Magicians Penn and Teller introduce the films holdover from the original FANTASIA – Dukas’ “The Sorcerer’s Apprentice” and its famous setpiece of Mickey Mouse (with the aid of bewitched broomsticks) inadvertently swamping the Sorcerer’s home with torrents of water.  Sunbeams are always peaking through the doors and windows and of course, there is that giant butterfly conjured in the Sorcerer’s smoke.  Thematically, this is an excellent choice for the new film, as well as being the best sequence in both the original and sequel. 

You may not be expecting animals marching onto Noah’s ark as James Levine introduces Edward Elgar’s “Pomp and Circumstance” – but that is exactly what you get.  This charming episode combines all the previous imagery of the film – water, shafts of light, animals – into a strangely moving story of Donald Duck coordinating the boarding of the animals for Noah.  Donald fears his beloved Daisy has been left behind, culminating in a touching reunion. 

As life, death and renewal are the themes of Noah’s ark, these metaphysical events are also the main thrust of the film’s final segment: Stravinsky’s “The Firebird” introduced by Angela Lansbury.  Spiritual longing and rebirth are once again represented through  symbolism – especially an imposing Elk, which breathes on an icicle at winter’s end, causing it to melt, droplets of water falling to the ground.  The seminal drops give birth to a lovely maiden who further replenishes the earth only to face off against an erupting volcano – the “firebird”  of the title.  Once again the landscape is devastated, leading to rebirth. 

The astounding power of nature is the overall message of FANTASIA 2000.  If the original film celebrated christianity (take note of the final “Ave Maria” segment) this newer work exalts mother nature – unabashedly so.  I will leave it to the reader to decide the merits of this choice by the filmmakers.  But it can safely be said that this is a film for a new era.  While the establishment does not care for its artistic aspects, they certainly approve of the new religion.  Things have changed since Walt’s day.    

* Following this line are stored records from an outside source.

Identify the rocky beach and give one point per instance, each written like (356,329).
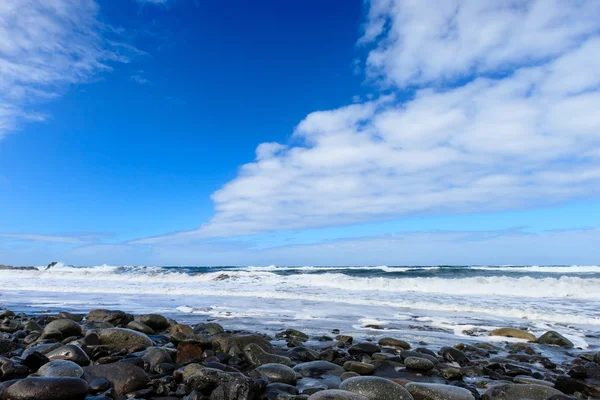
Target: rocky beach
(109,354)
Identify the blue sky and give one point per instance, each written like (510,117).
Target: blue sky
(301,132)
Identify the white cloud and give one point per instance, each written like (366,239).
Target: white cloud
(44,238)
(528,134)
(510,246)
(433,41)
(45,46)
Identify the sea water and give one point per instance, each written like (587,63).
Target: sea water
(430,303)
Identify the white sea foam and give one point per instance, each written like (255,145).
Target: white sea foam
(574,269)
(557,299)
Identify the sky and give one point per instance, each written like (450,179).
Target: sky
(396,132)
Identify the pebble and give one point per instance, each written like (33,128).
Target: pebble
(433,391)
(62,388)
(375,388)
(419,364)
(60,368)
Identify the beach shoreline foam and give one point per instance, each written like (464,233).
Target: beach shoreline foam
(111,354)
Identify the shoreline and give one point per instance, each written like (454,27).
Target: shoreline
(112,354)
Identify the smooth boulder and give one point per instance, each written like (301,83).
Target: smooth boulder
(124,339)
(116,318)
(375,388)
(555,339)
(63,388)
(434,391)
(335,394)
(514,333)
(70,352)
(512,391)
(125,377)
(60,368)
(277,373)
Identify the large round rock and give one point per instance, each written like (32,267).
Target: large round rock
(124,339)
(70,352)
(419,364)
(125,377)
(47,389)
(375,388)
(316,369)
(154,321)
(60,368)
(64,327)
(334,394)
(113,317)
(511,392)
(277,373)
(434,391)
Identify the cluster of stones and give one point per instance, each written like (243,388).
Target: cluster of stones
(112,355)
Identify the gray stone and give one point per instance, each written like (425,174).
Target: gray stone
(434,391)
(257,356)
(359,367)
(60,368)
(224,342)
(419,364)
(511,391)
(115,318)
(277,373)
(335,394)
(155,321)
(156,355)
(376,388)
(315,369)
(41,348)
(364,348)
(70,352)
(61,388)
(514,333)
(68,315)
(140,327)
(125,377)
(452,354)
(556,339)
(531,381)
(65,327)
(210,329)
(124,339)
(395,343)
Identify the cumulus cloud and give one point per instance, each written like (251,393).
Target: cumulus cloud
(503,115)
(45,46)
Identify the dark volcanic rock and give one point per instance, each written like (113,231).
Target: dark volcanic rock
(375,388)
(511,391)
(432,391)
(70,352)
(452,354)
(115,318)
(124,377)
(334,394)
(396,343)
(224,342)
(124,339)
(188,353)
(555,339)
(47,389)
(155,321)
(257,356)
(277,373)
(318,368)
(364,348)
(60,368)
(63,327)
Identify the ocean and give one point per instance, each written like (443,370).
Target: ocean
(428,303)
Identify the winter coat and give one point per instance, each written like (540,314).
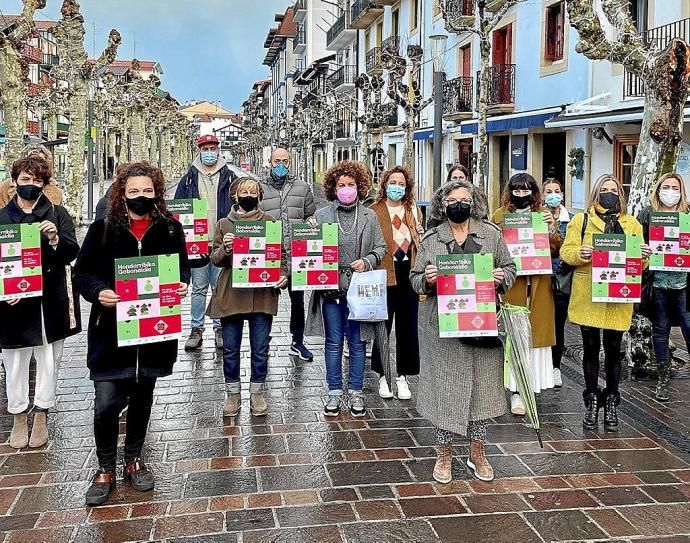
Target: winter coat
(58,307)
(458,382)
(293,203)
(227,301)
(541,304)
(581,309)
(372,249)
(95,272)
(381,210)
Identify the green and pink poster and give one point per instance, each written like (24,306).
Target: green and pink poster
(149,310)
(314,261)
(466,295)
(256,254)
(21,275)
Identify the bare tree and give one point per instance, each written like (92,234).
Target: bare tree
(14,77)
(665,77)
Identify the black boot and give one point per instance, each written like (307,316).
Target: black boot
(590,420)
(661,392)
(611,412)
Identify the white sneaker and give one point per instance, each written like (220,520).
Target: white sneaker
(516,405)
(403,388)
(384,391)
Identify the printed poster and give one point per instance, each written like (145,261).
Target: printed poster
(256,253)
(527,238)
(149,310)
(669,238)
(616,268)
(193,216)
(314,261)
(21,275)
(466,295)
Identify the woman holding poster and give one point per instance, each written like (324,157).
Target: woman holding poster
(136,225)
(668,287)
(522,196)
(461,381)
(606,214)
(39,309)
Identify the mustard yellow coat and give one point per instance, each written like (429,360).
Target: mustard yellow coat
(581,309)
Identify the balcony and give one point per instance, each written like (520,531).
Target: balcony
(501,88)
(659,37)
(459,13)
(457,99)
(300,11)
(374,65)
(341,33)
(365,12)
(299,42)
(344,78)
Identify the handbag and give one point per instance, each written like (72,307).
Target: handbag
(367,296)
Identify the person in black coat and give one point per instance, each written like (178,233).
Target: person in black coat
(137,224)
(38,326)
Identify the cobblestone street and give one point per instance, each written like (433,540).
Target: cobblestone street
(293,476)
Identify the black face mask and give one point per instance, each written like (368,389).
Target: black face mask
(458,212)
(30,193)
(248,203)
(609,201)
(141,205)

CREDITS: Produced by Donald W. Ernst.  Executive Producer: Roy Disney.  Directors (in order of their segments): Pixote Hunt. Hendel Butoy. Eric Goldberg. Hendel Butoy. Eric Goldberg. James Algar. Francis Glebas. Gaetan Brizzi, Paul Brizzi.  Music Director: James Levine.  Production Design by Pixote Hunt.  Hosts: Steve Martin, Itzhak Perlman, Quincy Jones, Bette Midler, James Earl Jones, Penn and Teller, James Levine, Angela Lansbury.